Le mardi 15 novembre 2011 à 09:22 -0800, Rick Jones a écrit :
> > On most modern systems I suspect there will be little to no difference
> > between bonding RX peformance and team performance.
> >
> > If there is any now, I suspect team and bond performance to be similar
> > by the time team has to account for the corner-cases bonding has already
> > resolved.  :-)
> >
> > Benchmarks may prove otherwise, but I've yet to see Jiri produce
> > anything.  My initial testing doesn't demonstrate any measureable
> > differences with 1Gbps interfaces on a multi-core, multi-socket system.
> 
> I wouldn't expect much difference in terms of bandwidth, I was thinking 
> the demonstration would be made in the area of service demand (CPU 
> consumed per unit work) and perhaps aggregate packets per second.

Well,

bonding is a NETIF_F_LLTX driver, but uses following rwlock in xmit
path :

read_lock(&bond->curr_slave_lock);
...
read_unlock(&bond->curr_slave_lock);

Two atomic operations on a contended cache line.

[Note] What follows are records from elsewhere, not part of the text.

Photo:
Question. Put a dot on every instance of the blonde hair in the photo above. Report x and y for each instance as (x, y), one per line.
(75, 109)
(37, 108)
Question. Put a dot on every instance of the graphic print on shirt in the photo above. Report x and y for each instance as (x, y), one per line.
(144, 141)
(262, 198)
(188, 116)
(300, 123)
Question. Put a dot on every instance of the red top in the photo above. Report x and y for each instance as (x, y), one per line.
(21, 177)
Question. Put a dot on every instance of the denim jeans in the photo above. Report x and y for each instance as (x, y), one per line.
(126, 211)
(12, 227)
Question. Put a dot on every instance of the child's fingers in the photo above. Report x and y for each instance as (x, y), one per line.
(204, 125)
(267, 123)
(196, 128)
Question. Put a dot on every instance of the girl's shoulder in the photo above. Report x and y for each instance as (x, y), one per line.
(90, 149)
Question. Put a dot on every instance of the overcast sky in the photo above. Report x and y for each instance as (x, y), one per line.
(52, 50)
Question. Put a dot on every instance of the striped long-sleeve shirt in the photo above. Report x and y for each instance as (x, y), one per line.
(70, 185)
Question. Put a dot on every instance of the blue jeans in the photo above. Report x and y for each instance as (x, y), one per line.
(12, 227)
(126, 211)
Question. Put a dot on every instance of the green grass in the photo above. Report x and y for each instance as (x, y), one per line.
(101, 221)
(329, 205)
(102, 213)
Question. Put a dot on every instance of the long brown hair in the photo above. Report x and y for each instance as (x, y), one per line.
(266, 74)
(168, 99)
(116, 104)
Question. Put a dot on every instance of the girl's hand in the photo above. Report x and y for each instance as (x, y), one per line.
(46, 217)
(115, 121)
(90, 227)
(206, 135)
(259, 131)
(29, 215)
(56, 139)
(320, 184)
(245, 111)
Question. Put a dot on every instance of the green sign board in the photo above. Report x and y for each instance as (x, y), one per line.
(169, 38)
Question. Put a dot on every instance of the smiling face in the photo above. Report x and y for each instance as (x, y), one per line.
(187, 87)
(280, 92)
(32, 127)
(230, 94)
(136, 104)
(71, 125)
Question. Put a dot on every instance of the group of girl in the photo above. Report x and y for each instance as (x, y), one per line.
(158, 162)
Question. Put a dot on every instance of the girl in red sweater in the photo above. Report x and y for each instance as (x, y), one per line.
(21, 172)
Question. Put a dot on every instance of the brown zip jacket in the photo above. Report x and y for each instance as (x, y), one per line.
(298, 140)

On a 16 cpu machine, here is some "perf stat" data of such workload :
(each thread doing 10.000.000 atomic_inc(&somesharedvar) )

# perf stat ./atomic 16

 Performance counter stats for './atomic 16':

      48016,104204 task-clock                #   15,566 CPUs utilized          
               555 context-switches          #    0,000 M/sec                  
                15 CPU-migrations            #    0,000 M/sec                  
               175 page-faults               #    0,000 M/sec                  
   121 669 943 013 cycles                    #    2,534 GHz                    
   121 321 455 748 stalled-cycles-frontend   #   99,71% frontend cycles idle   
   103 375 494 290 stalled-cycles-backend    #   84,96% backend  cycles idle   
       611 624 619 instructions              #    0,01  insns per cycle        
                                             #   198,36  stalled cycles per insn
       184 530 032 branches                  #    3,843 M/sec                  
           581 513 branch-misses             #    0,32% of all branches        

       3,084672937 seconds time elapsed

Cost per 'read_lock/read_unlock pair' : at least 616 ns

While on one cpu only :

# perf stat ./atomic 1

 Performance counter stats for './atomic 1':

         83,475050 task-clock                #    0,998 CPUs utilized          
                 3 context-switches          #    0,000 M/sec                  
                 1 CPU-migrations            #    0,000 M/sec                  
               144 page-faults               #    0,002 M/sec                  
       211 508 600 cycles                    #    2,534 GHz                    
       193 502 947 stalled-cycles-frontend   #   91,49% frontend cycles idle   
       124 428 400 stalled-cycles-backend    #   58,83% backend  cycles idle   
        30 870 434 instructions              #    0,15  insns per cycle        
                                             #    6,27  stalled cycles per insn
        10 163 364 branches                  #  121,753 M/sec                  
             9 633 branch-misses             #    0,09% of all branches        

       0,083679928 seconds time elapsed

Cost per 'read_lock/read_unlock pair' : 16 ns


Of course, bonding could be changed to use RCU as well,
if someone feels the need.

But teaming was designed to be RCU ready from the beginning.